CHARLOTTE, N.C. (AP) — Panthers quarterback Cam Newton has opted for surgery to repair his ailing right throwing shoulder.
The team announced Newton had an "arthroscopic procedure" on Thursday and that he will begin the rehabilitation process immediately. There is no timetable listed for when he can begin throwing again.
The Panthers also said the procedure was successfully performed by team physician Pat Connor.
Carolina still has not disclosed the exact nature of Newton's shoulder injury. The quarterback also had surgery in March of 2017 to repair a partially torn rotator cuff.
Newton struggled all season with right shoulder problems that limited his ability to throw the ball downfield. On several occasions the Panthers substituted backup Taylor Heinicke to throw Hail Mary passes because of Newton's lack of arm strength.
Panthers coach Ron Rivera decided to hold Newton out of the final two games of the 2018 regular season with what the team deemed "shoulder soreness."
After Carolina's 12-9 loss to the Saints on Dec. 17, Newton expressed frustration over not knowing what it would take to fix the shoulder.
"When you talk to different people who can help you with it, there's not any magical surgery or whatever. It's just time," Newton said at the time. "I've tried and done everything."
Newton said at the time he had taken anti-inflammatories, got massages and tried acupuncture.
At that time he said doctors couldn't say if he needed surgery.
"I've been eager to go to (head trainer Ryan Vermillion's) office, weeks and weeks and weeks and kind of find out what it is. 'Did you find something? What am I supposed to do? What do we have to do?'" Newton said. "... It is what it was, just a lot of soreness and tension in the joints."
The decision to have surgery was made earlier this week by the team and Newton's camp.
The Panthers finished 7-9 in 2018 and out of playoff contention after starting the season 6-2.
The 29-year-old Newton threw for 3,385 passing yards with 24 touchdowns and 13 interceptions, but struggled mightily down the stretch and was a mere shell of his former self in the final few games he played. He barely practiced at all during the second half of the season, which appeared to throw off his timing with his receivers.

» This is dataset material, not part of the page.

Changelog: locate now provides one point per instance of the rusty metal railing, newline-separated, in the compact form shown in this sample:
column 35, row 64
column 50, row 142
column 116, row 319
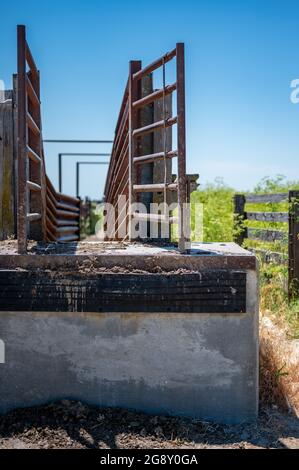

Panthers owner David Tepper said last week that he wasn't sure when Newton would be back on the field, but was hoping for the best.
He also said the team was going to "keep its options open" at quarterback and have a backup plan in place in case Newton isn't able to return to full strength next season.
Tepper wouldn't be opposed to a situation like Colts quarterback Andrew Luck went through. Luck sat out a season because of a shoulder injury and returned to lead the Colts to the playoffs this season.
"If you told me that (Newton) took a year off and could be fully recovered and everything else and that's what it took, an extra year, why wouldn't you do that?" Tepper said. "Now, we would have to do other things and we'd have to go out and get another quarterback, which, if you could find me some more cap space, I'd appreciate that."
Newton has two years left on a five-year, $103.7 million contract.